The tradition of setting aside a time at the end of harvest to reflect on all of God’s blessings and celebrate together with thanksgiving goes back to the earliest days of settlement here. Our pioneer ancestors had very few back up options for feeding their families through the long, cold Canadian winter. Imagine being dependent for your survival on the successful harvest of corn, potatoes and other staples. Living in such close dependency on the “fruits of their labour”, without a nearby supermarket just down the road, these people could not escape the reality of their interdependence with nature. Rain when needed was not just a pleasant break from dry days, but could make the difference between having lots of food stored for winter or scraping to get by. A late frost could mean no fruit that year. Life was filled with daily experience of working hard to make good use of whatever resources were available and then hoping that the forces beyond human control would cooperate to produce a successful outcome. So when October rolled around and the cellars were stocked these people paused to give thanks.
It is a curious yet understandable quirk of human psychology that the recognition of insecurity, providing we are not destitute, makes us grateful while constant overabundance of goods and apparent wealth leads to an unconscious attitude of entitlement. This, it seems, is unfortunate . Being thankful – that is being filled with appreciation that what one has is a gift, is almost synonymous with happiness. Grateful people appreciate others and are generous.
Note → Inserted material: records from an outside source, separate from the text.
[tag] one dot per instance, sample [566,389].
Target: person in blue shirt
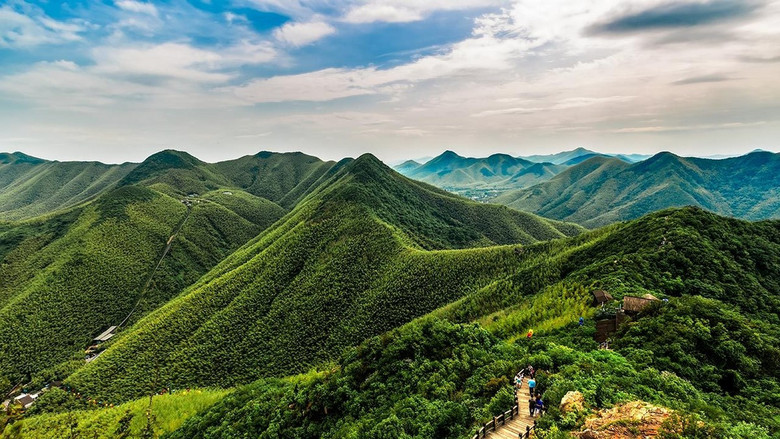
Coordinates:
[539,406]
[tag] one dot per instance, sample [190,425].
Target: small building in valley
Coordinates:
[600,297]
[105,335]
[26,400]
[633,304]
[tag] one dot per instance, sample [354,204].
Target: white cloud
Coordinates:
[301,34]
[28,30]
[402,11]
[172,60]
[138,7]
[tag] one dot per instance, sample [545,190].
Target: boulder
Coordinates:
[572,402]
[636,419]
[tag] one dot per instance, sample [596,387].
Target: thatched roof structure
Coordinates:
[601,296]
[636,304]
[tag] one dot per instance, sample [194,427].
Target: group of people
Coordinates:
[535,402]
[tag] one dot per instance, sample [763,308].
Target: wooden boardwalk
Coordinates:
[515,428]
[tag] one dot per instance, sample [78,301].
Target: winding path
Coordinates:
[516,428]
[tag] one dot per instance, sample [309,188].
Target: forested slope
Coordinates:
[68,277]
[601,190]
[30,187]
[711,352]
[345,265]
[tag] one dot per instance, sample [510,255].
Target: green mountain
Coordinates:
[30,186]
[403,306]
[407,166]
[711,352]
[561,157]
[479,178]
[364,253]
[451,170]
[433,378]
[69,275]
[283,178]
[580,154]
[600,191]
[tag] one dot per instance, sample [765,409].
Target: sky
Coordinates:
[116,81]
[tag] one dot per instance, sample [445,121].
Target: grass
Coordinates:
[128,420]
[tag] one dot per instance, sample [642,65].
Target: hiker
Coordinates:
[539,405]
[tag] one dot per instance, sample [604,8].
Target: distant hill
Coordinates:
[602,190]
[283,178]
[560,157]
[407,166]
[31,187]
[579,155]
[345,264]
[463,174]
[484,178]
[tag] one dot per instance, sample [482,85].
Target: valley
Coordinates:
[373,303]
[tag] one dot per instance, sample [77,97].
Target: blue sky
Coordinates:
[118,80]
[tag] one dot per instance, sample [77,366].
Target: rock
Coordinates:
[630,420]
[572,402]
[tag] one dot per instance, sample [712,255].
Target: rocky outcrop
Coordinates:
[635,419]
[572,402]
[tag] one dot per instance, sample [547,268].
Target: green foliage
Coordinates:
[424,380]
[338,270]
[129,420]
[603,190]
[68,277]
[489,175]
[32,187]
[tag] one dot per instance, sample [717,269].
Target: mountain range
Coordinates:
[602,190]
[483,178]
[283,296]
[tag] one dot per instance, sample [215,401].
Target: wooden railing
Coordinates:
[502,419]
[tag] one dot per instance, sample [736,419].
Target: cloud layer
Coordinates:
[400,78]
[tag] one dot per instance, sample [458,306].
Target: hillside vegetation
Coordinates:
[30,187]
[66,278]
[602,190]
[384,307]
[463,174]
[701,353]
[345,265]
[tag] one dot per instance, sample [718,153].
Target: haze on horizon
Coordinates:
[118,81]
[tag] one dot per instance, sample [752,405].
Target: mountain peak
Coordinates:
[19,157]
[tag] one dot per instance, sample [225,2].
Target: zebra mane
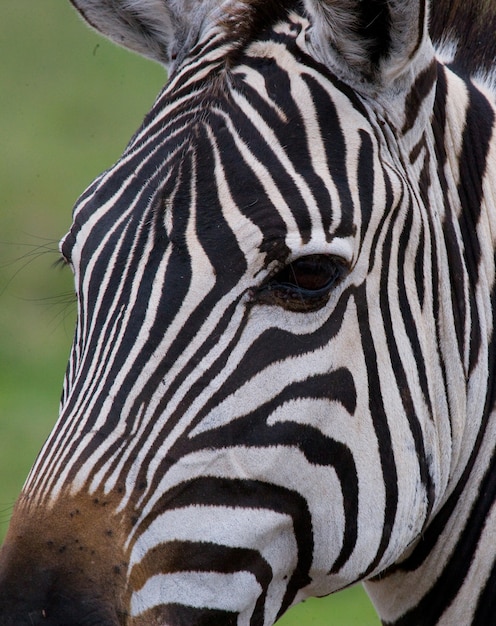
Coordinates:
[465,31]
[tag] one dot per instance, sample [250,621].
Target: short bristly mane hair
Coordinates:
[468,27]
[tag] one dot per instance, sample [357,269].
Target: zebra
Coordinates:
[281,380]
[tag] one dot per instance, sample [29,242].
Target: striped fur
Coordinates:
[231,442]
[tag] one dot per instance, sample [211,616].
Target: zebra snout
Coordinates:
[63,567]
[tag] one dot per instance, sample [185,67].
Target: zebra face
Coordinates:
[244,422]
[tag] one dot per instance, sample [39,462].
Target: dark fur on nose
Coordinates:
[41,599]
[63,566]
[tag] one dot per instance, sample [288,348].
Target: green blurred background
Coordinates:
[69,102]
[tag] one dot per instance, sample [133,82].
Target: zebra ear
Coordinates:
[368,41]
[158,29]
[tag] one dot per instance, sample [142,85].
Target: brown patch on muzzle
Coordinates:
[64,564]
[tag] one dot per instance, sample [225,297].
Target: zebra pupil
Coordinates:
[310,273]
[304,285]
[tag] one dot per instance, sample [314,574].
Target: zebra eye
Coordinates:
[305,284]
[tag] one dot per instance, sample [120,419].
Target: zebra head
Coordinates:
[280,378]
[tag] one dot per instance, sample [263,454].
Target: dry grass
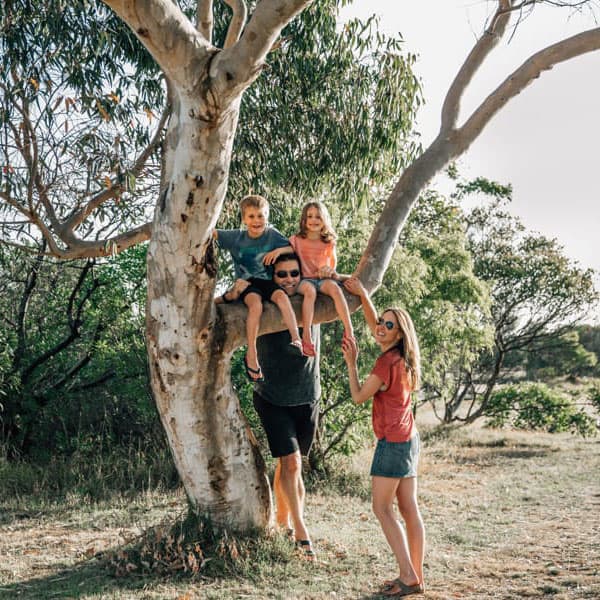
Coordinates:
[508,515]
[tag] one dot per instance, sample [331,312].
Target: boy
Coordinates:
[253,251]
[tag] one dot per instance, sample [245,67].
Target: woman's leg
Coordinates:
[406,495]
[384,492]
[332,289]
[254,303]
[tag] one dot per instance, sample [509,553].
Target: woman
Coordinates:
[394,469]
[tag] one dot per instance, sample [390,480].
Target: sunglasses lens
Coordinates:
[292,273]
[388,324]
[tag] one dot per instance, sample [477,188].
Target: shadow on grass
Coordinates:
[83,579]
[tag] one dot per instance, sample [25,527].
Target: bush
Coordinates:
[535,406]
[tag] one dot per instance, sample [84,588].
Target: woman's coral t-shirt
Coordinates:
[392,412]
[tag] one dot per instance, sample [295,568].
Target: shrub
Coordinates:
[535,406]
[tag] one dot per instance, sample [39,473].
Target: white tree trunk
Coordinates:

They go forward in life with optimism, with confidence in the goodness that surrounds them. They are the people whose glass is half full, not half empty. Counting your blessings is good for your soul. Not everyone has it so good. Even here, in such a wealthy, prosperous time, there are families who suffer poverty, and in terms of the global, historical record, abundance is the exception, not the rule.
So this weekend, as we sit down to a glorious feast, with those loved ones who make our lives so rich and rewarding, we will stop and take time to be aware of the how good it is. We will teach our children to give thanks!